It’s Mothering Sunday! A time when kids of all ages set about spoiling mum, traditionally by making her breakfast. This post was supposed to be a gorgeous homemade granola, honey yogurt and fruit salad parfait that was going to be served at a surprise brunch for my mum-in-law, but plans can change on you even when you thought you had planned carefully. So rather than a brunch we were now going to be doing a tea. As luck would have it I was working on the Saturday before, so I needed something quick and easy to whip together. So I began the great internet search to something that would take no time to pull together while still having a sock knock off-able effect.

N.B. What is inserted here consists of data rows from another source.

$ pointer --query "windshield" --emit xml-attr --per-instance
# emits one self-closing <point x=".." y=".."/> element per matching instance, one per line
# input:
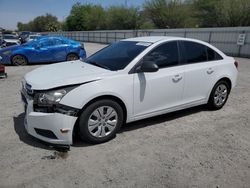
<point x="118" y="55"/>
<point x="10" y="37"/>
<point x="33" y="36"/>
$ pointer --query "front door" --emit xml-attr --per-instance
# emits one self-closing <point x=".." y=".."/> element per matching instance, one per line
<point x="159" y="91"/>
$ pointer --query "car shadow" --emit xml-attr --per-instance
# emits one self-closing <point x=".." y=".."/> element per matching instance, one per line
<point x="140" y="124"/>
<point x="32" y="141"/>
<point x="162" y="118"/>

But everywhere I looked, no matter how hard I tried to escape it, there was only one baked good that popped up everywhere. French macarons! They are not easy. They are not quick. They are fiddly, pernickety, impossible to get right little (%&$^)*&s! But they’re soft and colourful and pretty and oh so gorgeously feminine and just so 100% perfect for mother’s day they made everything else look … well … clunky. I knew that despite never attempting them before, I had to give it a shot.
- 130 gm icing sugar
- 110 gm ground almonds
- 105 gm egg white (this sounds ridiculously exact, but with these little (%&$^)*&s, apparently you need to be.)
- 65 gm caster sugar
- red/pink food colouring
- 100 gm white chocolate
- 50ml double cream
- some seedless raspberry jam
For the first time here on Fudgingood, we’re going to talk about hardware. You’re going to need two really heavy flat baking trays, parchment paper, a food processor, a hand or stand mixer, a piping bag and a sieve. Cut two pieces of parchment paper to the exact size of the the trays so it lies completely flat and line each tray with them. I knew there was no WAY I could keep the cookies the same size, so I took a sherry glass and used it to draw twenty circles on each piece of paper.

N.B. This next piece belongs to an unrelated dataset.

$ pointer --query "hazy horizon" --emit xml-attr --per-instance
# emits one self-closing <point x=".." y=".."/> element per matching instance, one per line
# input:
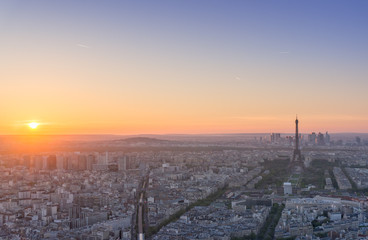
<point x="192" y="67"/>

Start by separating your eggs and measuring out the egg white. Now 105gms is about 3 eggs worth of white. Then let the egg sit on the counter for a good long while until it is at room temperature. This helps them gain more volume when you whip them.
Next combine the ground almonds and the icing sugar in a food processor and whiz for about a minute. You’re aiming for a seriously fine, seriously combined powder. Then you need to sieve the powder into a bowl. . . then you need to do it again. . . and again. . . I said they were pernickety already right?

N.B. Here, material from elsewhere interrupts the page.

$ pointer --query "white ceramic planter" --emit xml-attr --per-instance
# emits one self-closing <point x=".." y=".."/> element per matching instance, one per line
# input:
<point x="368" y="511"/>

Now beat your eggs until foamy and then bit by bit add the caster sugar and continue whisking until the eggs reach a soft peak stage. Then add in the food colouring.
Now pour the icing sugar/almond mix on top of the eggs and fold in the mix. The folding bit is important. If you stir you will lose all the puffiness. Then add the batter to a piping bag. Then holding the piping bag horizontal to the tray pipe the batter into the circles. Then bash the trays on the counter top three or four times to rid the batter of air bubble that will cause your precious beauties to crack rather than form beautiful shapely domes.
Now heat the oven to 150°C BUT leave the cookies out on the counter for half an hour to form a skin that will stop them from spreading. After half an hour lower the temperature to 130°C and put the trays into the oven. Put the macarons in the oven to cook while the cools from 150°C to 130°C. Leave them to bake for 15 minutes and then swap the trays around to ensure even cooking and bake to a further 15mins. After half an hour try and lift one of the cookies from the paper. If it’s cooked it will lift easily, if it’s sticks, put it back in the oven for 5 minutes and then test again. Once they’re cooked remove from the oven and let cool before you fill them.
To make the ganache chop the white chocolate finely and put into a bowl, then heat the cream to boiling and pour it over the chocolate. Allow the chocolate to melt for a minute or so and then whisk to combine the two and let the mixture cool. While it ‘s cooling pair each of the macarons by size and add about half a teaspoon of jam to one of them. Then add the cooled ganache to the other half and sandwich together.
So there you have it. It turns out they actually are easy and they’re quick and I will certainly be making them again, because they will leave you SERIOUSLY sockless, but they’re still fiddly little (%&$^)*&s,
Confession Time: Now as you can see from the pic above, the chocolate ganache is sticky and doesn’t really want to play the game, so I filled half the macarons with Chantilly Cream. What I only discovered when cleaning up was that if you mix the ganache with the whipped cream you get a light fluffy piece of heaven to fill your macarons. I HIGHLY recommend trying it when you make your next batch. I’m certainly going to.